Solvents that enter the cleft between a donor and an acceptor in C-shaped donor-spacer-acceptor (DSA) molecules can facilitate electron transfer by making simultaneous orbital overlap with D and A. Such orbital interactions, referred to as electronic coupling, are requisite for electron transfer reactions. Solvent-mediated electronic coupling has been demonstrated for C-shaped DSA molecules with photoexcited electron donors. In such systems, electronic coupling has been shown to occur by way of the solvent's vacant molecular orbitals.
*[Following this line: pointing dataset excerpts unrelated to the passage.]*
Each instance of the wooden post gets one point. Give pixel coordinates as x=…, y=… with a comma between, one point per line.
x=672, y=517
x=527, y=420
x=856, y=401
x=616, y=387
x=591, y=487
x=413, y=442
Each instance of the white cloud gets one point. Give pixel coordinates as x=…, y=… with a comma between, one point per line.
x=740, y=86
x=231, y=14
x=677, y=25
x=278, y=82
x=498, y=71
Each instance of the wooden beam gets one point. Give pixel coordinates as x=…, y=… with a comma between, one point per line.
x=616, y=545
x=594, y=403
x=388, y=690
Very little is known about the analogous role of solvent for DSA molecules employing photoexcited acceptors that undergo hole transfer (HT) reactions.; A novel C-shaped DSA molecule, pyrene-spacer-N,N-dimethylaniline (PSD), was synthesized for the study of solvent-mediated HT reactions. Pyrene serves as the photoexcited acceptor and is connected to N,N-dimethylaniline, the electron donor, by an 8-bond saturated spacer. Spectroscopic and kinetics studies were carried out in a number of solvents as a function of temperature. The intrinsic decay of pyrene's LE state, i.e., S₁ state, occurs with a lifetime of ∼300 ns, as determined from an acceptor only model of PSD (C-shaped pyrene-spacer-benzene). By contrast, PSD undergoes rapid HT (τ < 1 ns) to form a long-lived, emissive charge-transfer (CT) state (τ > 100 ns) in a variety of solvents. Evidence for the establishment of an LE CT state equilibrium was observed in toluene, benzene, and 2-methylfuran. By contrast, HT was irreversible in more polar solvents such as ethyl acetate, THF, anisole, and n-butyl acetate. Reported herein are qualitative and quantitative analyses of the CT emission band solvatochromism, temperature-dependent spectroscopic and kinetics studies, and an evaluation of the electronic coupling as a function of solvent.; Also described are two highly convergent synthetic routes to topologically distinct bichromophores, i.e., C- and L-shaped. Structural investigations of several C-shaped molecules are described, including NMR titration studies that unambiguously demonstrate that benzene occupies their clefts on the NMR time scale.